Even those who find themselves skeptical of plan usage in LD should reconsider their positions when a topic like March/April’s “targeted killing” comes along.
First, there’s no unique advantage to broadening the scope of a particular debate on this topic. Anything that can be learned in the abstract about targeted killing can just as easily be learned through concrete examination of a proposed targeted killing.
Conversely, failure to address the specific dimensions of the targeted killings has the potential to create absurd and tangential discussions. Sure, there may be some value to imagining targeted killing as a tool to be used by anyone for virtually any reason, but there’s more value to assessing its realistic, short-term applications. There’s nothing revolutionary about this kind of prioritization—we encourage students to think through their college plans before taking up questions about their retirement.
If there are indeed broad philosophical or theoretical concerns with the use of targeted killing, then that scrutiny should apply equally to any specific policy (e.g. targeting a particular terrorist, Iranian nuclear scientists, etc.). To the extent broader concerns are irrelevant to these specific policies, all the more reason to save them for another day. Therein lies the double-bind for those insisting on a “whole-res” approach: the topic literature at risk is either so significant that it remains germane to a plan debate or it is insignificant enough to justify transcending the scope of the plan.
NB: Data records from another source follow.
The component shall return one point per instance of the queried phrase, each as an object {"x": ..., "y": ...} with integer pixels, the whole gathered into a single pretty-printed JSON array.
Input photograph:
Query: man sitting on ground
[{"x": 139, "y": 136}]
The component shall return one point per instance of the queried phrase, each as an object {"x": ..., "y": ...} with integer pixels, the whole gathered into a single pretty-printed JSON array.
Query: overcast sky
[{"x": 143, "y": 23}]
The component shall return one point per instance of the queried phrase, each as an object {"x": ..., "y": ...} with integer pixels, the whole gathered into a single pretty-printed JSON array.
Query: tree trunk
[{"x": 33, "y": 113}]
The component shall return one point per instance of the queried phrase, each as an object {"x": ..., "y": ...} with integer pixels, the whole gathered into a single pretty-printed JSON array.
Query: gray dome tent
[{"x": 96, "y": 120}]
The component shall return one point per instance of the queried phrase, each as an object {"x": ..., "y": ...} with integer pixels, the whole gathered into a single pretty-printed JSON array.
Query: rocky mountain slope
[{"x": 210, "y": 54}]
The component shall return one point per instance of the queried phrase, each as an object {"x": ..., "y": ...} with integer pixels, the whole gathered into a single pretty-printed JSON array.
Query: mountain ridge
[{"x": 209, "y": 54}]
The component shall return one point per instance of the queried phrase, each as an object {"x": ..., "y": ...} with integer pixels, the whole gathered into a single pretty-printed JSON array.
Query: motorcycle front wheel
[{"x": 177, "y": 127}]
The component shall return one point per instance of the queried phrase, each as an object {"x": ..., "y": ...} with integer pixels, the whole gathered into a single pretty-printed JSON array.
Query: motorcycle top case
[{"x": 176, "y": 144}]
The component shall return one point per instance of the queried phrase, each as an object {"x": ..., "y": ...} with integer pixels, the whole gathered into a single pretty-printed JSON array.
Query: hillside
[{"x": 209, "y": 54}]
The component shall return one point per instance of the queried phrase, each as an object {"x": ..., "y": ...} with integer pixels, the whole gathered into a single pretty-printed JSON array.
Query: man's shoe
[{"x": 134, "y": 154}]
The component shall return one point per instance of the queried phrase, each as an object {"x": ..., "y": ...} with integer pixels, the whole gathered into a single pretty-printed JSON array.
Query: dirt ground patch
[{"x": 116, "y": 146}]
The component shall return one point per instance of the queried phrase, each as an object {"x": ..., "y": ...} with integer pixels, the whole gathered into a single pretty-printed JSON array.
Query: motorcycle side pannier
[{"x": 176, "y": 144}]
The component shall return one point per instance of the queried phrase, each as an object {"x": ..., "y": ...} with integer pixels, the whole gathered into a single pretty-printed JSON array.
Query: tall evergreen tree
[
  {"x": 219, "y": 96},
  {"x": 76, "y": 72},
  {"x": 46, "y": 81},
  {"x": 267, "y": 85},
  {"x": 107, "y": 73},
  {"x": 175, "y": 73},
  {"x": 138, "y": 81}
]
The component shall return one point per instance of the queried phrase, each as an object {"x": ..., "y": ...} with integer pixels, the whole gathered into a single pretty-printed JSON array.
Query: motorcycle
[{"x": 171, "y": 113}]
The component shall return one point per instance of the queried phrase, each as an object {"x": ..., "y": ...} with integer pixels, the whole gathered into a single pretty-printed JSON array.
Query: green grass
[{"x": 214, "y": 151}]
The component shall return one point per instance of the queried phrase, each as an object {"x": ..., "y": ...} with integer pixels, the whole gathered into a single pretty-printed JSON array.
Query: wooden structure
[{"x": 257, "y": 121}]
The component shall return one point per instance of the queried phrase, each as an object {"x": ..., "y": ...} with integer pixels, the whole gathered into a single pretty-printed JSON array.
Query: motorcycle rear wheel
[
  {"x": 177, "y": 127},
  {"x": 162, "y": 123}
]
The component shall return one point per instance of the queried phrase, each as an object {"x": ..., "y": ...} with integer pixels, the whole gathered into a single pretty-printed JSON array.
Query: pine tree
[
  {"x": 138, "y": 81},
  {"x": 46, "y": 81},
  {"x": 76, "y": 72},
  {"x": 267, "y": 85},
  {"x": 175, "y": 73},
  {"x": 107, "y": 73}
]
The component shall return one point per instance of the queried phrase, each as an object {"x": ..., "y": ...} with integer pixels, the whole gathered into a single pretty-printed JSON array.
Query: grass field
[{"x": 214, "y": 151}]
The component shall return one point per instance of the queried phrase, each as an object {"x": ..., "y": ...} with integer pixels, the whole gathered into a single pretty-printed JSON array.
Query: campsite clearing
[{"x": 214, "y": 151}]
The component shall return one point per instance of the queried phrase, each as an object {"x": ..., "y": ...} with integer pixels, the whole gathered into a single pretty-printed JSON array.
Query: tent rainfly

Aside from the benefits to students, a plan-based debate just makes sense in this case.
Targeted killing may be widely used within the parameters of certain national security threats, but it is still practiced on a case-by-case basis. It may be a systemic operation, but recourse to targeted killing in any given instance is still subject to separate cost-benefit analyses. Rather than resting upon the vacuous assertion that targeted killing is merely a ” tool in the toolbox,” a plan gives the 1AC both strategic ground and commensurate responsibility. When the 1N runs a disadvantage, the 1AR can’t shift ground and say, “Well, targeted killing wouldn’t be used in that instance.”
A plan requires the 1AR to defend something. Assuming that something is of reasonable broad scope, then there should still be excellent negative ground.
Note that this probably means defending more than a lone targeted killing. It should defend a policy that reflects a category of scenarios in which targeted killing is justified. In this case, the 1N can describe disadvantages, and it can reject the identifiable logic of the policy. This is also consistent with empirical implementation—targeted killings aren’t entirely one-off events. They’re justified as components of a policy, not as isolated and exceptional circumstances.
The idea that a plan circumvents the foundational tenets of LD is also troublesome. There’s absolutely no reason a plan debate can’t incorporate important philosophical premises: the legitimacy of anticipatory self-defense, the use of realist foreign policy, the dominance of Western interests, etc.
To be clear, these aren’t just reasons it would be permissible for 1ACs to run plans—they’re reasons they actually should.
It isn’t an accident this topic was written and selected at this particular juncture in history. Our debates should reflect that.